To be precise, Napier's table gave the "logarithms" of sines of angles from $0^\circ$ to $90^\circ$. The then definition of $\mathop{Sine} \theta$, dating all the way back from Aryabhata in the 5th century, was (for some fixed radius $R$) the length of the half-chord that subtends angle $\theta$ in a circle of radius $R$. In modern notation, $\mathop{Sine} \theta = R\sin \theta$. Napier chose $R = 10^7$. (So $\mathop{Sine} 0^\circ = 0$ and $\mathop{Sine} 90^\circ = 10^7$.) His table gave the "logarithms" of the Sines of equidistant angles, so although it gave logarithms of numbers from $0$ to $10^7$, these numbers were not equally spaced. Here is part of a page from his tables (see more here):
The last row says (in modern notation, and omitting digits after the decimal point) that $10^7\sin(9^\circ 15') = 1607426$, that $l(1607426) = 18279507$ (actually it should have been $18279511$), and reading from the right, it gives the Sine of the complement angle $80^\circ 45'$ (or equivalently the Cosine of that angle), the logarithm of that Sine, and the difference between the two logarithms (useful essentially because $\log\sin\theta -\log\cos\theta=\log\tan\theta$, etc).
About the choice of $10^7$ (concisely explained in Henry's answer), note that at the time decimal notation was also not standard. So instead of putting digits after the decimal point and expecting the readers to understand, he had to multiply by a large power of 10 so that enough digits are in the integral part (before where the decimal point would be). Hobson's book says
His choice was made with a view to making the logarithms of the sines of angles between $0^\circ$ and $90^\circ$, i.e., of numbers between $0$ and $10^7$, positive and so as to contain a considerable integral part.
And Napier's Constructio says
In these progressions we require accuracy and ease in working. Accuracy is obtained by taking large numbers for a basis; but large numbers are most easily made from small by adding cyphers [zeroes]. Thus instead of 100000, which the less experienced make the greatest sine, the more learned put 10000000, …
And so on. It's a bit humorous really, from our perspective, but the Constructio is illuminating for historians who want to know how the first logarithm tables were constructed.
Solution 2:
Napier chose $7$ to balance precision against effort: $6$ would be quicker but less accurate; $8$ would be more accurate but take longer to construct the tables.

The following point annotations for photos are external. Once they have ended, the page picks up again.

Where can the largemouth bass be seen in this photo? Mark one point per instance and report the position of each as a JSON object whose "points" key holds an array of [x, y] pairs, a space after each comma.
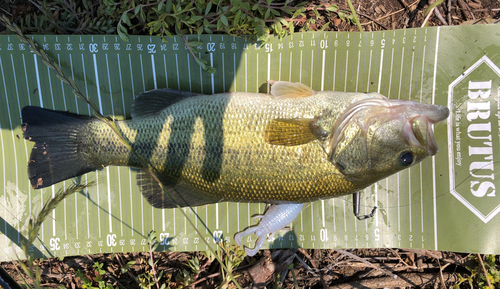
{"points": [[294, 146]]}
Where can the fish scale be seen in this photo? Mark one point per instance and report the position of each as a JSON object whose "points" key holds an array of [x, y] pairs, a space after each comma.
{"points": [[295, 147], [250, 170]]}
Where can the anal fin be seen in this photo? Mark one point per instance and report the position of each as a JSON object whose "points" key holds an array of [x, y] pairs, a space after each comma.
{"points": [[156, 197]]}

He multiplied by $10^7$ so it appeared he was working with integer logarithms.
For example, if he wanted to multiply $0.78$ by $0.56$, he would multiply each by $10^7$ and look up $7800000$ in the table of $N$ and find a value of $L$ of about $2484613$, and similarly look up $5600000$ to find something like $5798185$.
Adding these two together he would get $8282798$, and looking that up in the table for $L$ he would find a value for $N$ of about $4368000$. Dividing by $10^7$ gives the result of $0.4368$.